MYSQL shows invalid rows when using GROUP BY

I have two tables:

article('id', 'ticket_id', 'incoming_time', 'to', 'from', 'message') ticket('id', 'queue_id') 

where tickets represent the flow of email messages between support staff and customers, and articles are the individual messages that make up the flow.

I am looking to find the article with the highest inbound time (expressed as a unix timestamp) for each ticket_id, and this is the query I am currently using:

 SELECT article.* , MAX(article.incoming_time) as maxtime FROM ticket, article WHERE ticket.id = article.ticket_id AND ticket.queue_id = 1 GROUP BY article.ticket_id 

For example,

 :article: id --- ticket_id --- incoming_time --- to ------- from ------- message -------- 11 1 1234567 help@ client@ I need help... 12 1 1235433 client@ help@ How can we help? 13 1 1240321 help@ client@ Want food! ... :ticket: id --- queue_id 1 1 ... 

But the result looks like the string with the lowest article ID, instead of what I'm looking for, this is the article with the highest entry time.

Any advice would be greatly appreciated!

+4
max mysql select greatest-n-per-group group-by
source share
2 answers

This is the classic hurdle most MySQL programmers face.
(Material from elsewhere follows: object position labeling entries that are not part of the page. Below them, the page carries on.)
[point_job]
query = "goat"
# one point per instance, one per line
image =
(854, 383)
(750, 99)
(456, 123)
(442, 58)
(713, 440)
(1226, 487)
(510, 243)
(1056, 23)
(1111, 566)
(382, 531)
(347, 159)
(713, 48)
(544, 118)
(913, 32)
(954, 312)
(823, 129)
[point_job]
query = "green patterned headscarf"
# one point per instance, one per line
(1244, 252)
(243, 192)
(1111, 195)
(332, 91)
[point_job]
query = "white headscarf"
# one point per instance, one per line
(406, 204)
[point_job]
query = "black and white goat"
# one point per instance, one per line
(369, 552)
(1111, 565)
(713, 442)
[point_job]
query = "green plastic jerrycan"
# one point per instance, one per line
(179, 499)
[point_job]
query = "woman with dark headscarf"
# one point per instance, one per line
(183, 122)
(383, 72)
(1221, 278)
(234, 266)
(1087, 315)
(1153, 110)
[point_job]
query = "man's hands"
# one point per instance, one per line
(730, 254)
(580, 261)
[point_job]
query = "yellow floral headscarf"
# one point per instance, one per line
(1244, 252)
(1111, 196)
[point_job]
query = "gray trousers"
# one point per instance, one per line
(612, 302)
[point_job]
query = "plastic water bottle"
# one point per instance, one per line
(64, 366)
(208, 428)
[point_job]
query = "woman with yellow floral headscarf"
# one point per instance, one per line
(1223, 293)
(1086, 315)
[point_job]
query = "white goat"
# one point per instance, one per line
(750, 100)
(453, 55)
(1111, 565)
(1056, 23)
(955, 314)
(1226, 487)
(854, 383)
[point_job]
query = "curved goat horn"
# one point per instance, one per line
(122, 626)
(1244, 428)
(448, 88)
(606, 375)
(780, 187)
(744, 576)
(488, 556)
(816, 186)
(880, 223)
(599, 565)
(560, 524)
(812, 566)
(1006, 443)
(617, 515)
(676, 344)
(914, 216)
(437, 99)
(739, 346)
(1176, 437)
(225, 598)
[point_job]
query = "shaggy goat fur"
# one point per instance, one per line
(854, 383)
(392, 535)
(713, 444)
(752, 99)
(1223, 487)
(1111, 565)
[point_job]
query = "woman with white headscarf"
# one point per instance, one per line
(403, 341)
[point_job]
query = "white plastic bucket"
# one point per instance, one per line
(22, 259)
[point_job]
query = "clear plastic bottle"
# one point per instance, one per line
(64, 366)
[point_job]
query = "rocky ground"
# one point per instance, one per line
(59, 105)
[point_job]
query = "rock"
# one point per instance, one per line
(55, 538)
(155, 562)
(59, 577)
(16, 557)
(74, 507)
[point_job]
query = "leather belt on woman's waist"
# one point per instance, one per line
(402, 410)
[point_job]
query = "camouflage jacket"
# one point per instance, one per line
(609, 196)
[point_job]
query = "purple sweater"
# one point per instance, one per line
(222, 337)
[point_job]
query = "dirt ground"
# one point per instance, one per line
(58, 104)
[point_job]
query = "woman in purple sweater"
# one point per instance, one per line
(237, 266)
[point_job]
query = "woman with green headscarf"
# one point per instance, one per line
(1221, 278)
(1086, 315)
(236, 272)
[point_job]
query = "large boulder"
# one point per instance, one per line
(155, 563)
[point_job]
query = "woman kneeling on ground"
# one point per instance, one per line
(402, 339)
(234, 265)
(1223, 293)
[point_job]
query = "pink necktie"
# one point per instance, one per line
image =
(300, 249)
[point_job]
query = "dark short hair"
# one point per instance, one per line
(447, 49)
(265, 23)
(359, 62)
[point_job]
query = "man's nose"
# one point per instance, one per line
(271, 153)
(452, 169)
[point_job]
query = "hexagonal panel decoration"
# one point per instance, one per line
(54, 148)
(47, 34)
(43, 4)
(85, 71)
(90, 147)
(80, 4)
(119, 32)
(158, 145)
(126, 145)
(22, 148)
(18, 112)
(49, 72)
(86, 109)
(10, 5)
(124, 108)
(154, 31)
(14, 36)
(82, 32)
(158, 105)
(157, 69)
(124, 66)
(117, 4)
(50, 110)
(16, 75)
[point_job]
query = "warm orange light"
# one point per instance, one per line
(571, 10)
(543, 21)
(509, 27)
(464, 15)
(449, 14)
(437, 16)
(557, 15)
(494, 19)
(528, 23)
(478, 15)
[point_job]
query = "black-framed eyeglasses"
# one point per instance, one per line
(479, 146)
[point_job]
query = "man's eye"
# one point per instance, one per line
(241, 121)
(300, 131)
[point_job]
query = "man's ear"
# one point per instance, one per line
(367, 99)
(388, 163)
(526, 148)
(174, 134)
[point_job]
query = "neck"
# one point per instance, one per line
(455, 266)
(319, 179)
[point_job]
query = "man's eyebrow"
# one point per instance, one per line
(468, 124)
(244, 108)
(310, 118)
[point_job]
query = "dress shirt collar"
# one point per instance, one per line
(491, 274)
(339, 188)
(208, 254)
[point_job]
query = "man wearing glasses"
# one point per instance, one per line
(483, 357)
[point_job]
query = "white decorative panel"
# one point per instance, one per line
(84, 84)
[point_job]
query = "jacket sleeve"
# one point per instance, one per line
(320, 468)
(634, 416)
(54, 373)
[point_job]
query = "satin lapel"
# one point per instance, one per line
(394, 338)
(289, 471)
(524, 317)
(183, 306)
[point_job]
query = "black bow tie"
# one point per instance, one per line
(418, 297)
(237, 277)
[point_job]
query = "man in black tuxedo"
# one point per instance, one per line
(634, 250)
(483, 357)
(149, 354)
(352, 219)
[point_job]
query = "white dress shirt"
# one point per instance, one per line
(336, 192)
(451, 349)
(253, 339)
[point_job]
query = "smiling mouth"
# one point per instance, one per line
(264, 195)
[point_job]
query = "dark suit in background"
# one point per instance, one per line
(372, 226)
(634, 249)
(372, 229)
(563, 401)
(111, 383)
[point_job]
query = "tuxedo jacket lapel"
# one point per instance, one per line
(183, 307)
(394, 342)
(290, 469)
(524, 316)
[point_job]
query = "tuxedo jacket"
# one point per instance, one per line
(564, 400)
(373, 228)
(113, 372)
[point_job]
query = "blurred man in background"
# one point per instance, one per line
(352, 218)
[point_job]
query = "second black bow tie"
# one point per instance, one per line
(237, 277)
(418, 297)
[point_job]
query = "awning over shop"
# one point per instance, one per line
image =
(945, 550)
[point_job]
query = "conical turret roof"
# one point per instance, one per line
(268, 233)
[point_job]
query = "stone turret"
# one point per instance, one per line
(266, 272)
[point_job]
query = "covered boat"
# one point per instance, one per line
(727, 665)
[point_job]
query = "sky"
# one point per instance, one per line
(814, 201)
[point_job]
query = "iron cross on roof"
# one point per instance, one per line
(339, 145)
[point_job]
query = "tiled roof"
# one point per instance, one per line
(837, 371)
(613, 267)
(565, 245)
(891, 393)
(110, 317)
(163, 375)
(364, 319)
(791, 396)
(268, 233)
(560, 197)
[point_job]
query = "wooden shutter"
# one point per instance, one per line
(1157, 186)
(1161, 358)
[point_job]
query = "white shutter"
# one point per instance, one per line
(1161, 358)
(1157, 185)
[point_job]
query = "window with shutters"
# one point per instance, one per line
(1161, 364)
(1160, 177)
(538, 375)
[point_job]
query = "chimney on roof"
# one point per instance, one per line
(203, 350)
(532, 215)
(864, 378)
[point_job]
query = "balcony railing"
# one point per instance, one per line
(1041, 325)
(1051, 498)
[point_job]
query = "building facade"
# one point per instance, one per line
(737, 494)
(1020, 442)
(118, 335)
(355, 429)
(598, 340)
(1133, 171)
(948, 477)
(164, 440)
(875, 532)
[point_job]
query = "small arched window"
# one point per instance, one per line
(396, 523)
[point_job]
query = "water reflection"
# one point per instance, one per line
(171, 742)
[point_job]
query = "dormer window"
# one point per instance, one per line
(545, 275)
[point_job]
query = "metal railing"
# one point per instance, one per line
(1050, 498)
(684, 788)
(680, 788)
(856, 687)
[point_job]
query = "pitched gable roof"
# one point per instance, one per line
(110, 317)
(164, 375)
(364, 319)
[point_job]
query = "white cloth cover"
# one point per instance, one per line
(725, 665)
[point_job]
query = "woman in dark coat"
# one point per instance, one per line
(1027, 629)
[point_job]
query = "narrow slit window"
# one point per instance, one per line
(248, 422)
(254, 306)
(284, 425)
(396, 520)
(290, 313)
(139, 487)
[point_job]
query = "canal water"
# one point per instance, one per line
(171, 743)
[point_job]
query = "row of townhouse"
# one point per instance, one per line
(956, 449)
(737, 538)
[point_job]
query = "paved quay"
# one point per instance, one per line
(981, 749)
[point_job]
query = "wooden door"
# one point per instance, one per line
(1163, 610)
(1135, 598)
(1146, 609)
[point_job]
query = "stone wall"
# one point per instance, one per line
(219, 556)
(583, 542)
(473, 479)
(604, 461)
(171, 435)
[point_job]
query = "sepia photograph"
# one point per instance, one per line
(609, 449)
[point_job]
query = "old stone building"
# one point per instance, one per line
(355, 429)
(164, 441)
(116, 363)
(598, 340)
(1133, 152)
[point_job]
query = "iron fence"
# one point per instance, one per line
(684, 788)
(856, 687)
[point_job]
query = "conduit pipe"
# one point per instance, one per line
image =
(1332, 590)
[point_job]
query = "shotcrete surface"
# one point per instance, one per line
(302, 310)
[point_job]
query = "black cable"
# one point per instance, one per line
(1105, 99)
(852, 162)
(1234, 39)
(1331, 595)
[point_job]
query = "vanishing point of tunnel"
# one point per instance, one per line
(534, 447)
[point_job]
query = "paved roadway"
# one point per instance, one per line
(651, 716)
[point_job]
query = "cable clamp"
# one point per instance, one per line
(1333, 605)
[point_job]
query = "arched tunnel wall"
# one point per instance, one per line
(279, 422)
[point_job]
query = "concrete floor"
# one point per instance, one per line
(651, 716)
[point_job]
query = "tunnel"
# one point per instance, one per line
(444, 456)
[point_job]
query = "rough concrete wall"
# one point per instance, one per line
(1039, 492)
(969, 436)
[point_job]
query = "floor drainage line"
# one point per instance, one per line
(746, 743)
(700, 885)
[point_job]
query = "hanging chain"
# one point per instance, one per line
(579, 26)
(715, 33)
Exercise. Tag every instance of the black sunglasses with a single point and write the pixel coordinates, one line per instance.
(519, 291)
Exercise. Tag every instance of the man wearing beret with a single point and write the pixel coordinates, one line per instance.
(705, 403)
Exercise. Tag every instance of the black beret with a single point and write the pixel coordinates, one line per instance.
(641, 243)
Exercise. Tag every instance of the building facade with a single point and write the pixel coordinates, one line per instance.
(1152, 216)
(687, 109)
  • You have a ticket_id column, which is a GROUP BY argument. The individual values ​​in this column define the groups.
  • You have an incoming_time column, which is the argument to MAX() . The largest value in this column by row in each group is returned as the value of MAX() .
  • You have all the other columns in the table. The values ​​returned for these columns are arbitrary, not from the same row as the MAX() value.

The database cannot indicate that you need values ​​from the same row where the maximum value takes place.

Consider the following cases:

  • There are several lines in which the same maximum value occurs. Which row should be used to display article.* Columns?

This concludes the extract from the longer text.